Wilki dołączyły do ​​West Hamu i Crystal Palace w wyścigu podpisanie kontraktu z młodym zawodnikiem Middlesbrough. 23-letni Jones od jakiegoś czasu jest łączony z takimi klubami jak Crystal Palace i West Ham. Dzieje się tak po jego przełomowej kampanii.

Isaiah Jones okazał się jednym z najcenniejszych atutów Boro w ostatnich sezonach – zakończył poprzedni sezon z największą liczbą asyst, zdobywając także dziewięć bramek dla drużyny

23-latek po raz pierwszy ugruntował swoją pozycję kluczowego gracza w zeszłym sezonie pod wodzą Neila Warnocka i Chrisa Wildera, kiedy błyszczał zarówno w lidze, jak i przeciwko takim drużynom jak Manchester United i Tottenham Hotspur w FA Cup. Strzelając jednego gola i dziewięć asyst w 42 meczach ligowych w sezonie 2021/22, był prawdziwym talizmanem zespołu.

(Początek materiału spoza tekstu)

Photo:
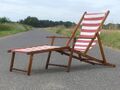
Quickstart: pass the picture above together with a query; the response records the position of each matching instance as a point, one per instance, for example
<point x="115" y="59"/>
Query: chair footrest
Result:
<point x="58" y="65"/>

Jones pojawił się także na radarze Tottenhamu

Po tym, jak imponował drużynie z Londynu w Pucharze Anglii w zeszłym sezonie, zainteresowanie wykazali włodarze klubu. Jednak Spurs ostatecznie podpisali kontrakt z Djedem Spence’em i chociaż ten transfer do tej pory nie zadziałał, Antonio Conte skupił się teraz na bardziej doświadczonych graczach, aby obsadzić rolę prawego obrońcy.

Jeśli chodzi o dołączenie Wolverhampton do tego pościgu transferowego, nie jest zaskoczeniem, że kolejna drużyna Premier League powiązana jest z Jonesem, ale to, czy Wilki naprawdę chcą podpisać kontrakt z Jonesem w styczniu, dopiero się okaże – biorąc pod uwagę ich obecną pozycję w lidze, może być lepiej, jeśli podpiszą kontrakty z graczami z  Premier League, a nie niesprawdzonymi nazwiskami, takimi jak Jones.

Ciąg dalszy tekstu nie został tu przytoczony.